すすり泣く東さんに辛抱強く声をかけて、なぜ要第一中学を助けてという話になったのか聞き出す。
その、内容は……。
「そういう話は、遠慮なく伝えてくれてもよかった。要一中なら、おれの後輩たちでもあるし、優先する理由になる」
市立要第一中学校、壊滅の報。
世界改変直後、校内の敷地に侵入してきた不審者……どうやら、オークの集団……に、用務員や教師陣が次々と殺害され、生徒たちは散り散りに逃げてしまう。
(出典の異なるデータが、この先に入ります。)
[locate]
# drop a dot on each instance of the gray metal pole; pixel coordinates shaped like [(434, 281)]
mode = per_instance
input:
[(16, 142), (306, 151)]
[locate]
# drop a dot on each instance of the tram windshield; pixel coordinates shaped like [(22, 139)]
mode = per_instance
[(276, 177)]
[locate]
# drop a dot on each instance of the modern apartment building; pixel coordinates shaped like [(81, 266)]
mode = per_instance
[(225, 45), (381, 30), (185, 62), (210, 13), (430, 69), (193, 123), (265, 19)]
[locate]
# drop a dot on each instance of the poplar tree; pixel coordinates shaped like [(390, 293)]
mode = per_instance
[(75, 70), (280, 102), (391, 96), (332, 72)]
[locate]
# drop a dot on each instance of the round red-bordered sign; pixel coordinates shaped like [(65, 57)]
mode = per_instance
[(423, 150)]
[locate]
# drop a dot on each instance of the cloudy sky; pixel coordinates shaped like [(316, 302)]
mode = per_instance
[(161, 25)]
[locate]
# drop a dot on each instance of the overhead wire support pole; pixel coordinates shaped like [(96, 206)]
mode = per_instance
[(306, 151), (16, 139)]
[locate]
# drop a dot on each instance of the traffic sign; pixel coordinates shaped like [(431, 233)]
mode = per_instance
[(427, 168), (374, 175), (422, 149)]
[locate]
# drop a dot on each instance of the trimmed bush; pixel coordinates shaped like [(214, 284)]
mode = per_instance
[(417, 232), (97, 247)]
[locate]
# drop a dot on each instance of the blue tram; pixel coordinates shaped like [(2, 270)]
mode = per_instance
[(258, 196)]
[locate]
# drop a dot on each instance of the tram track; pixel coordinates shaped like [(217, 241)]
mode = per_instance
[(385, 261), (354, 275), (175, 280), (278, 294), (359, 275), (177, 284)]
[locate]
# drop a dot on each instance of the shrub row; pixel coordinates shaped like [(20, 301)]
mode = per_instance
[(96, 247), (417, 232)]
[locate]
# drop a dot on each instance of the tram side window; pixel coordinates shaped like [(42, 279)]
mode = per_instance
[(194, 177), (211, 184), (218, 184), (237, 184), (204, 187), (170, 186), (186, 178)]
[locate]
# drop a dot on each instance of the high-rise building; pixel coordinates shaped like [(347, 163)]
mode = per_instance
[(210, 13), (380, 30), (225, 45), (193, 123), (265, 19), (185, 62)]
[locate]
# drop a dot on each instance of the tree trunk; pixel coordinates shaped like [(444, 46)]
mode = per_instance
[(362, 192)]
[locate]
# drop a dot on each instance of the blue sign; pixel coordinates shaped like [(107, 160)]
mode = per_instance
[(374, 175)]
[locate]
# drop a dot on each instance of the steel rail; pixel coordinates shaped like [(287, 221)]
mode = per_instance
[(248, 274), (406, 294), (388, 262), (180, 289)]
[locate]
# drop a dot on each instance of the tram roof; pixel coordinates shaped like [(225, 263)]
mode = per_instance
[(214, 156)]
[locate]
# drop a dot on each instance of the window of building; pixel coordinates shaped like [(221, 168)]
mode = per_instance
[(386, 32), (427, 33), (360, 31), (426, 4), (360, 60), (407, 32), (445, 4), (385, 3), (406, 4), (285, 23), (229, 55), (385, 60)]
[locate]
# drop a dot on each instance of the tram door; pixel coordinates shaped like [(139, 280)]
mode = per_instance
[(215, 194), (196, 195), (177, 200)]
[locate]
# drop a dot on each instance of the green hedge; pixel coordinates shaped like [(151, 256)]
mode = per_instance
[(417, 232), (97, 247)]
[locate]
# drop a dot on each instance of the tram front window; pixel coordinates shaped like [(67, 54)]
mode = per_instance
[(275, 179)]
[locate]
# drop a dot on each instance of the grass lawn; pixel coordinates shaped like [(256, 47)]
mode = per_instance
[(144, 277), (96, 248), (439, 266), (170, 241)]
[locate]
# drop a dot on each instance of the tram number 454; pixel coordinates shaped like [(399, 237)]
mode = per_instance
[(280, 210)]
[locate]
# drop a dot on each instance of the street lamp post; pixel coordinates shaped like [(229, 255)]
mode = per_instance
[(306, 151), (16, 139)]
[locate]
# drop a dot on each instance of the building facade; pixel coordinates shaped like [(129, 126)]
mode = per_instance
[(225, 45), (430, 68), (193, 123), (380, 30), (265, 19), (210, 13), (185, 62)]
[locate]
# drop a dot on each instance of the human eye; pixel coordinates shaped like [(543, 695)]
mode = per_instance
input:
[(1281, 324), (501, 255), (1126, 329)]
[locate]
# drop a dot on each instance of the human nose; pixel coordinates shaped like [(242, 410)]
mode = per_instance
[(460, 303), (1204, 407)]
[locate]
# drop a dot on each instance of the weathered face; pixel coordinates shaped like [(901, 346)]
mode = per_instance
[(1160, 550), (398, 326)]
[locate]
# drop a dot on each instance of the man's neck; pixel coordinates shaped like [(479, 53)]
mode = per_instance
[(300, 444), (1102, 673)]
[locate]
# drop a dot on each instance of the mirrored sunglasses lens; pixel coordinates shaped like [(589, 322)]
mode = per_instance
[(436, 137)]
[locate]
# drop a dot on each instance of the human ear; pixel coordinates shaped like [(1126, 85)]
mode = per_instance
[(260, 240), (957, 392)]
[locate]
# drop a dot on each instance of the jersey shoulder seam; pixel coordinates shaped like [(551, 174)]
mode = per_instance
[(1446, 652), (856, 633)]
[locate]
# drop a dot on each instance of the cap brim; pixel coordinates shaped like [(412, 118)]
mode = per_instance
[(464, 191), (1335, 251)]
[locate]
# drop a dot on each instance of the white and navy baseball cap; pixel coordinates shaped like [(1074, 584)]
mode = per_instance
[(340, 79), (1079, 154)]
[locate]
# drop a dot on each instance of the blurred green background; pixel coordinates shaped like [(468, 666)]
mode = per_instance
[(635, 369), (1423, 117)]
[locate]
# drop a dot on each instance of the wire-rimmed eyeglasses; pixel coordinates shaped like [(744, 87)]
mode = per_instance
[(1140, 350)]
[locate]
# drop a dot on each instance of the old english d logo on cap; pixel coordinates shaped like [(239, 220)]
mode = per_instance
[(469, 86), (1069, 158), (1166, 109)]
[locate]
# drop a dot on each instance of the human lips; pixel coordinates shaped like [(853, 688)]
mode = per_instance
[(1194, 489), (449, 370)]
生徒会を中心とした校内への避難指示に従った一部は、校内各所の防火シャッターを下ろしながら上へ上へと逃げ、最上階の生徒会室に引きこもっているのだという。
男性や男子生徒は無惨に殺され、女性や女子生徒は尊厳を踏み躙られ結果命を落としていっているらしい。
校内への侵入がないのは、防火シャッターが頑丈なのと、昇降口や窓が強化ガラスで簡単には割れないこと、オークどもは体育館を占拠して雨風をしのいでいることなどが説明された。
「待ってて。すぐ行くから」
通神を切り、空を仰ぎ見て、
「…………クソが」
呪いの言葉を吐き捨て、数ヶ月前まで通っていたかつての母校へと駆け出した。